Soon the small room would become crowded.

The Duchess and the Diver

The Duchess drew back the white curtains to reveal a sopping wet diver in a rubber suit, surrounded by a baker’s dozen white rabbits.

“And what have you been doing?” demanded the Duchess of the diver. “Announce yourself, and we will know you as the Diver, with a capital D!”

But the diver shook his head no. He had been diving for words, words that made him wet. And his spirit shown brightly as he removed his diver’s mask to reveal bright eyes and a smile. (But still his ears remained beneath his rubber cap.)

The Duchess grew envious of the diver and his refusal, but she maintained her calm. “Tell me, should not a diver demand of the curator to become a learned man, to know his work? If the diver is no one, and he dives only for the museum, then what is the ocean but a shallow pool?”

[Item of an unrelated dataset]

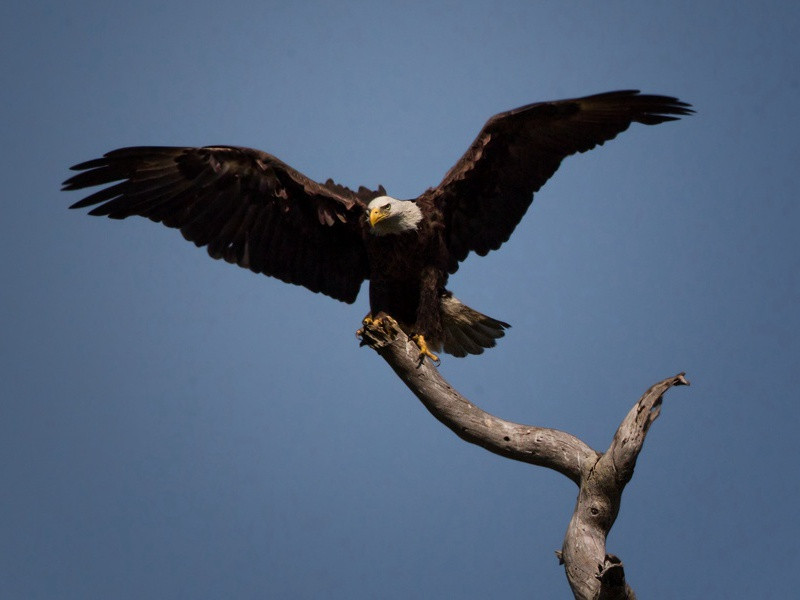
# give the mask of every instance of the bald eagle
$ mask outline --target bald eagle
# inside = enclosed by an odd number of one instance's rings
[[[458,301],[447,280],[470,252],[508,240],[533,194],[571,154],[633,123],[691,114],[668,96],[624,90],[539,102],[489,119],[442,182],[413,200],[317,183],[276,157],[236,146],[120,148],[80,163],[64,190],[112,184],[73,204],[180,229],[212,258],[354,302],[365,322],[391,317],[420,360],[480,354],[509,327]],[[116,182],[116,183],[115,183]]]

To this, the diver replied, “You will know when I bring you strange creatures rather than pearls, that I dive the trenches.”

But the Duchess knew also the value of a pearl necklace, and so she snatched a rabbit by its ears and broke its neck. This she did also to the second rabbit, then the third. She continued with all the rabbits until she reached for the thirteenth, which she spared.

The Duchess

The Duchess fussed with white curtains and spoke aloud so no one would hear:  “Speak not of eyes because everyone knows eyes are everything, and to speak about what everyone knows means nothing to no one.”

I must take down the curtains, she thought.  No, first I must shred the curtains.  No, first burn the curtains, then shred them, then take them down.

There were twelve. Twelve from childhood, each with its own position in a circle, in relation to the others. But she could not remember them. She thought perhaps if she tried to write their names on a page, then they would all make themselves known. Or perhaps they would change. After all, they were only an idea, the twelve. An idea of completeness, complete aspects to rule one, equal to three times four, a cycle and divinity.

She left the curtains up and closed them to create a wall. Behind them, she would rest her giant head until the twelve bled from her ears, as her eyes and mouth were clearly preoccupied.